Friday, November 22, 2019

Changing People’s Daily Lives


God had promised that Josiah would escape destruction because he sincerely sought to please God, but that Judah would be destroyed for their rejection of God.  Josiah spent the next few years trying to turn Judah completely to the Lord, destroying the high places and drove the false priests out of the cities, although he was unable to completely eradicate the idolatry, as II Kings 23:8-9 tells us.  “And he brought all the priests out of the cities of Judah, and defiled the high places where the priests had burned incense, from Geba to Beersheba, and brake down the high places of the gates that were in the entering in of the gate of Joshua the governor of the city, which were on a man's left hand at the gate of the city.  Nevertheless the priests of the high places came not up to the altar of the LORD in Jerusalem, but they did eat of the unleavened bread among their brethren.”

In Leviticus, God had specially forbidden sacrificing children to the Ammonite God, Molech,besides the prohibitions agains serving other Gods.  Solomon had built temples to Molech, and other kings had set up altars to other gods.    Josiah went through the land, destroying these temples and altars as II Kings 23:10-14 describes, to prevent the people from worshipping those other gods.  “And he defiled Topheth, which is in the valley of the children of Hinnom, that no man might make his son or his daughter to pass through the fire to Molech.  And he took away the horses that the kings of Judah had given to the sun, at the entering in of the house of the LORD, by the chamber of Nathanmelech the chamberlain, which was in the suburbs, and burned the chariots of the sun with fire.

And the altars that were on the top of the upper chamber of Ahaz, which the kings of Judah had made, and the altars which Manasseh had made in the two courts of the house of the LORD, did the king beat down, and brake them down from thence, and cast the dust of them into the brook Kidron.  And the high places that were before Jerusalem, which were on the right hand of the mount of corruption, which Solomon the king of Israel had builded for Ashtoreth the abomination of the Zidonians, and for Chemosh the abomination of the Moabites, and for Milcom the abomination of the children of Ammon, did the king defile.  And he brake in pieces the images, and cut down the groves, and filled their places with the bones of men.”

When Israel and Judah split after Solomon’s death, about three hundred fifty years before, Jeroboam had started his own religion, with Bethel as one of the centers of worship.  God had warned that the altar would be destroyed by a king named Josiah, in I Kings 13:1-2.  “And, behold, there came a man of God out of Judah by the word of the LORD unto Bethel: and Jeroboam stood by the altar to burn incense.  And he cried against the altar in the word of the LORD, and said, O altar, altar, thus saith the LORD; Behold, a child shall be born unto the house of David, Josiah by name; and upon thee shall he offer the priests of the high places that burn incense upon thee, and men's bones shall be burnt upon thee.”

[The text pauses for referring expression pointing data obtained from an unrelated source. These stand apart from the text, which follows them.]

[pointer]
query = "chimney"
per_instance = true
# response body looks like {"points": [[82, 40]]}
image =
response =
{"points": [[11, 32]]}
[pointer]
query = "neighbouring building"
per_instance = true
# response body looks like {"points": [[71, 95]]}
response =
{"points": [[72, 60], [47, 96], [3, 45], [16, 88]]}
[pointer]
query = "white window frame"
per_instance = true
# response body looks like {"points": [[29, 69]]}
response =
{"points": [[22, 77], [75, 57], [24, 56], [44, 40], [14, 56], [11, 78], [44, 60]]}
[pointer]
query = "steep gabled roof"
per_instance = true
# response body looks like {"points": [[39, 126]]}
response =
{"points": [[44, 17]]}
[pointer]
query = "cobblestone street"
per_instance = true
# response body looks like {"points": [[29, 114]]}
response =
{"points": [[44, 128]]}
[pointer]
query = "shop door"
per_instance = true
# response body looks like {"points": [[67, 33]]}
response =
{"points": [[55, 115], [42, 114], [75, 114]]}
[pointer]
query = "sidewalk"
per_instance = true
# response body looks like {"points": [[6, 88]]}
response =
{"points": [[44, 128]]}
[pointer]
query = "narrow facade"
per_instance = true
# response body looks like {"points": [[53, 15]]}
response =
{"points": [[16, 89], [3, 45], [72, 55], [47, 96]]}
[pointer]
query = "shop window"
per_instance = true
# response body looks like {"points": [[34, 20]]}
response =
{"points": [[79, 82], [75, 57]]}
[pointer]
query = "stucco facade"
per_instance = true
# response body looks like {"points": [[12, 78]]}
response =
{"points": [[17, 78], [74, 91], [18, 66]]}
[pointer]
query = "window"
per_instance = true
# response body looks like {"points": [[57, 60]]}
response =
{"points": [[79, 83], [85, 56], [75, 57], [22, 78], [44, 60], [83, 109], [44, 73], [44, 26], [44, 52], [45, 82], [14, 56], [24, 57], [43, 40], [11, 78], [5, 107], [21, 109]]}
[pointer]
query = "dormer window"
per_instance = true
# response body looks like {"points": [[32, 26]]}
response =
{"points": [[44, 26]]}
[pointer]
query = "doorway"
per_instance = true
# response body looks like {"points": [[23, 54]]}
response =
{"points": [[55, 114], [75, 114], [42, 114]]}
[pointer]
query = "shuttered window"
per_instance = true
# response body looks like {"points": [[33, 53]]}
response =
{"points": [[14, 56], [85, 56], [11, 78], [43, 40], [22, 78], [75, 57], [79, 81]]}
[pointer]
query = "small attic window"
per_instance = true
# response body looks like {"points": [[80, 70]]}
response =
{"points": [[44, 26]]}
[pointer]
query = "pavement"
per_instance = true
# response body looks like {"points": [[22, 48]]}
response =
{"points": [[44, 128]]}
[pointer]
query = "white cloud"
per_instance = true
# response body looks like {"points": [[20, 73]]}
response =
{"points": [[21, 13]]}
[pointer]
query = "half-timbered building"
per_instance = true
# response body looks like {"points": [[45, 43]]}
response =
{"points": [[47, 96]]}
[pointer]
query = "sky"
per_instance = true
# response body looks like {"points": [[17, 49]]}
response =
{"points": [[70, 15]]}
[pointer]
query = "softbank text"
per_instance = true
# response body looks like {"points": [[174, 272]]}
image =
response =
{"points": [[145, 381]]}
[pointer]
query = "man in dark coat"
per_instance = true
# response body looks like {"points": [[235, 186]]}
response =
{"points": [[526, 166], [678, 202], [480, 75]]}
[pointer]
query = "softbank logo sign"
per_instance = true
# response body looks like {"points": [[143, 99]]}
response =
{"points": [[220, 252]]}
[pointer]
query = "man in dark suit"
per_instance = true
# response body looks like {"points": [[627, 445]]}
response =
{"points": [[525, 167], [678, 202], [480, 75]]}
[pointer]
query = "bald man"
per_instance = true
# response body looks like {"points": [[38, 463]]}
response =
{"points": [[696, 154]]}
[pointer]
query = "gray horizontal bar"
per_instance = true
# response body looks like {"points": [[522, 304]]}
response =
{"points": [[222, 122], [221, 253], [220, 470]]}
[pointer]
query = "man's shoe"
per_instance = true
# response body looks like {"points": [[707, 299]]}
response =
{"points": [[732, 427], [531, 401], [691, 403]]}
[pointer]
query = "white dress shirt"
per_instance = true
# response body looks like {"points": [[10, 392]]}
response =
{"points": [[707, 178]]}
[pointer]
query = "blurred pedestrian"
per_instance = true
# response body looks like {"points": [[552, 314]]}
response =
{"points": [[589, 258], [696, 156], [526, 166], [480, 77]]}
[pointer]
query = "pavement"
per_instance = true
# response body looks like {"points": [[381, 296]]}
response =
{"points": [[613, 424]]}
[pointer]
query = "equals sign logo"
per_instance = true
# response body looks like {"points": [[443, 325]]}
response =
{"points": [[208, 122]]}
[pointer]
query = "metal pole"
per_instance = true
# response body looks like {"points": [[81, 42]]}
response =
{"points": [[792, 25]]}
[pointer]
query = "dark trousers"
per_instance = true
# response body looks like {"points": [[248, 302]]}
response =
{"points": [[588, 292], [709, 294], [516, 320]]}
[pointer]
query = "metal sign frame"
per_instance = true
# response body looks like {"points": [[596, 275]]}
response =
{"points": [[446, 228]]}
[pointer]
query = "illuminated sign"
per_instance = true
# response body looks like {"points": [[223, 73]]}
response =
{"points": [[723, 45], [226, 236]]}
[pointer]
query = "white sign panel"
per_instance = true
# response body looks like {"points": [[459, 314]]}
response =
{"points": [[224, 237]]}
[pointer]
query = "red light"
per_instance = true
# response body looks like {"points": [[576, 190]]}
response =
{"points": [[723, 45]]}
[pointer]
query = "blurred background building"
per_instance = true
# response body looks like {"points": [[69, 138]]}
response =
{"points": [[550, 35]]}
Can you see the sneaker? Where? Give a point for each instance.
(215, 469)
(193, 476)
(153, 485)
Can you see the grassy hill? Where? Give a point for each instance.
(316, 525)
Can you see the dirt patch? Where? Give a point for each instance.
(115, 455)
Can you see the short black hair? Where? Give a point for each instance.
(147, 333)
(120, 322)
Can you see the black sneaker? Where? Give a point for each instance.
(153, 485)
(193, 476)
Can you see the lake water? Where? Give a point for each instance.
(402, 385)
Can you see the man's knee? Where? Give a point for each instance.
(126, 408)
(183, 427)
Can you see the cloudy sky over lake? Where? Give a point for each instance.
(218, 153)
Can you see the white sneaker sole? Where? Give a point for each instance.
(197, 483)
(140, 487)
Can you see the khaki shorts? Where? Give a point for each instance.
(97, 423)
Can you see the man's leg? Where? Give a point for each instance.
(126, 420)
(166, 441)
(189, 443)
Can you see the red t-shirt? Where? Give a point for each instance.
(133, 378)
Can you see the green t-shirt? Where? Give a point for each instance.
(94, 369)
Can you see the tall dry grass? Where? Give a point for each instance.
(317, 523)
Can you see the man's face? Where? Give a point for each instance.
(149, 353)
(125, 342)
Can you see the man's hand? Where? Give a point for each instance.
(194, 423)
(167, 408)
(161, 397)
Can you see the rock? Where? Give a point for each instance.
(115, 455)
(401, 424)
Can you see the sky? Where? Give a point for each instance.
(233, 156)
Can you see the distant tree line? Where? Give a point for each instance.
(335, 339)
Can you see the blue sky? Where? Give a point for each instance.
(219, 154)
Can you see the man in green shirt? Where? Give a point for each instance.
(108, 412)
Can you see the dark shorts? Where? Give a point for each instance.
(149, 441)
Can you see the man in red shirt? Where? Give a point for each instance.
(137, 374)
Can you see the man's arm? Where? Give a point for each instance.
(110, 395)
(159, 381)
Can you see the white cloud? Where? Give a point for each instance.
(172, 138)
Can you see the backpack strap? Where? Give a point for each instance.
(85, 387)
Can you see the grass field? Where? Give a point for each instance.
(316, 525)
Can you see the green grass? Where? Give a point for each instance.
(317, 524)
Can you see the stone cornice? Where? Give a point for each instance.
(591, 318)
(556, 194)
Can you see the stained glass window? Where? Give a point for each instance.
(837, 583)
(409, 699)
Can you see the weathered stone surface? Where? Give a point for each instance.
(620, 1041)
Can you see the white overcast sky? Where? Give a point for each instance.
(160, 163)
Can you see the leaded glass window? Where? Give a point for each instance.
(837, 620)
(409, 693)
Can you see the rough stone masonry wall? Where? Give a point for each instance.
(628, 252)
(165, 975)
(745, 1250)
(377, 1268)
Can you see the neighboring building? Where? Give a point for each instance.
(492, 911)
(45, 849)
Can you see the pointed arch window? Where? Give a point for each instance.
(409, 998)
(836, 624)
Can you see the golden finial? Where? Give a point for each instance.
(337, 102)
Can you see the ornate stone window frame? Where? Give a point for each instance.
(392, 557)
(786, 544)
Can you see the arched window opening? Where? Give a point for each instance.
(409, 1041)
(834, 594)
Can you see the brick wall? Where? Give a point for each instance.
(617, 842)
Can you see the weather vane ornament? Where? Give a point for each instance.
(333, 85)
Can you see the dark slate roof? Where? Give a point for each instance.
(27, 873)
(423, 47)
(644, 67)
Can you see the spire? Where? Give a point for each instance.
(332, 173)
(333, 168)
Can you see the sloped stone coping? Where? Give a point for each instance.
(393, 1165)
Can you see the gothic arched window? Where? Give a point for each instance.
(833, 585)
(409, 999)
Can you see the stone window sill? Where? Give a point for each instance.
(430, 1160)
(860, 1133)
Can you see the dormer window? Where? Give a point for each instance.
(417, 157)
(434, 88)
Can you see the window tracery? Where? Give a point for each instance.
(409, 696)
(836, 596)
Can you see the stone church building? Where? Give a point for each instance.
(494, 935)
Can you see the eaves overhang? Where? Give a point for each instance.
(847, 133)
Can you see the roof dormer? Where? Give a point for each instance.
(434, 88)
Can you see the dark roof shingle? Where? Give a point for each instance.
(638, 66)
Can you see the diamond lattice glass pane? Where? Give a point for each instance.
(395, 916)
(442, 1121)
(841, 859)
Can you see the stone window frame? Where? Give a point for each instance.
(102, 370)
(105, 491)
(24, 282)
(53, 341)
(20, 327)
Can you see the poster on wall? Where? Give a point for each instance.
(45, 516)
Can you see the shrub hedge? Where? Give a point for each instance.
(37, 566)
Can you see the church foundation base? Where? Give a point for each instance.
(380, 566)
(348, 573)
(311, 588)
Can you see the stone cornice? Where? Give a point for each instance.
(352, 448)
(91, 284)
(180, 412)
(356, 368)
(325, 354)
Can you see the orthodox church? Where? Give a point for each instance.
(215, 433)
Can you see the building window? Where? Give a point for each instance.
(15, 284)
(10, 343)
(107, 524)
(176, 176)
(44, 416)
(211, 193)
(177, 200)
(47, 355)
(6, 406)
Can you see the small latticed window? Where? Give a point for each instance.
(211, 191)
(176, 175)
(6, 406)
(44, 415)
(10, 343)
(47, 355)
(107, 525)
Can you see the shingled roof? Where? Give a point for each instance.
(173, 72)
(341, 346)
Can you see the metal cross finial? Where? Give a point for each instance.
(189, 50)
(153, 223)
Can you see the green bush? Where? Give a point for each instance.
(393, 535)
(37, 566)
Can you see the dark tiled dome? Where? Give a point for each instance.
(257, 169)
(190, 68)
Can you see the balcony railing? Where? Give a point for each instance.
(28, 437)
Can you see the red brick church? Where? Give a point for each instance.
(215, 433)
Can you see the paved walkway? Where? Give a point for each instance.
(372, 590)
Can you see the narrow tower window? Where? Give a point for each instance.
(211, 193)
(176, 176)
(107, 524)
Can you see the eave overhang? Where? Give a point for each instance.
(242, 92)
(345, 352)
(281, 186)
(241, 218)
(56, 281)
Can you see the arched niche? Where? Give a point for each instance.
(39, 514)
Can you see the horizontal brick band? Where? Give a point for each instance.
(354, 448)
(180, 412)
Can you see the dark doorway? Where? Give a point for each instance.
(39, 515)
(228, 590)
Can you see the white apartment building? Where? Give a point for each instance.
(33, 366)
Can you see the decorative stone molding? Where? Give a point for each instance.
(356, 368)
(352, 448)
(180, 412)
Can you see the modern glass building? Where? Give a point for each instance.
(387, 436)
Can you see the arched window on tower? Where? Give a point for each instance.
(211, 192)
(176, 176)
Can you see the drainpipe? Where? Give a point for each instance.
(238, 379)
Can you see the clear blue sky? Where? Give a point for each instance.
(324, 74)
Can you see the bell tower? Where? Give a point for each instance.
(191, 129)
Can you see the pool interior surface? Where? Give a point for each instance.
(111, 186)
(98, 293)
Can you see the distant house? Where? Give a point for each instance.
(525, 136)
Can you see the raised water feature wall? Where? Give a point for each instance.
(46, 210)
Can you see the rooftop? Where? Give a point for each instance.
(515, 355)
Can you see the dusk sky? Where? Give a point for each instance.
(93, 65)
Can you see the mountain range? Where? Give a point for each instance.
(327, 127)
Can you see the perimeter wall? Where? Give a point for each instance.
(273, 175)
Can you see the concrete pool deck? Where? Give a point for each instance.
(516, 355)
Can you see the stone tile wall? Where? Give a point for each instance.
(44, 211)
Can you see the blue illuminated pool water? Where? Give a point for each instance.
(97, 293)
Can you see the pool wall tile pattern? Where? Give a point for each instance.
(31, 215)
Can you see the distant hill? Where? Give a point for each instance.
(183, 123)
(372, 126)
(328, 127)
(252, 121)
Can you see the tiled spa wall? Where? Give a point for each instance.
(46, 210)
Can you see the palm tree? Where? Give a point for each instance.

Three hundred fifty years later, Josiah fulfilled that promise, in II Kings 23:15-18.  “Moreover the altar that was at Bethel, and the high place which Jeroboam the son of Nebat, who made Israel to sin, had made, both that altar and the high place he brake down, and burned the high place, and stamped it small to powder, and burned the grove.  And as Josiah turned himself, he spied the sepulchres that were there in the mount, and sent, and took the bones out of the sepulchres, and burned them upon the altar, and polluted it, according to the word of the LORD which the man of God proclaimed, who proclaimed these words.  Then he said, What title is that that I see?

And the men of the city told him, It is the sepulchre of the man of God, which came from Judah, and proclaimed these things that thou hast done against the altar of Bethel.

 And he said, Let him alone; let no man move his bones. So they let his bones alone, with the bones of the prophet that came out of Samaria.”

While he was at it, Josiah wiped out the false religions throughout both Judah and Israel, as described in II Kings 23:19-24.  “And all the houses also of the high places that were in the cities of Samaria, which the kings of Israel had made to provoke the LORD to anger, Josiah took away, and did to them according to all the acts that he had done in Bethel.  And he slew all the priests of the high places that were there upon the altars, and burned men's bones upon them, and returned to Jerusalem.   Moreover the workers with familiar spirits, and the wizards, and the images, and the idols, and all the abominations that were spied in the land of Judah and in Jerusalem, did Josiah put away, that he might perform the words of the law which were written in the book that Hilkiah the priest found in the house of the LORD.”

While it was essential that the teachings and practices in the church be corrected, it would have little impact unless changes are made in the people’s daily lives as well.  Josiah was doing everything he could to prevent or postpone Judah’s destruction.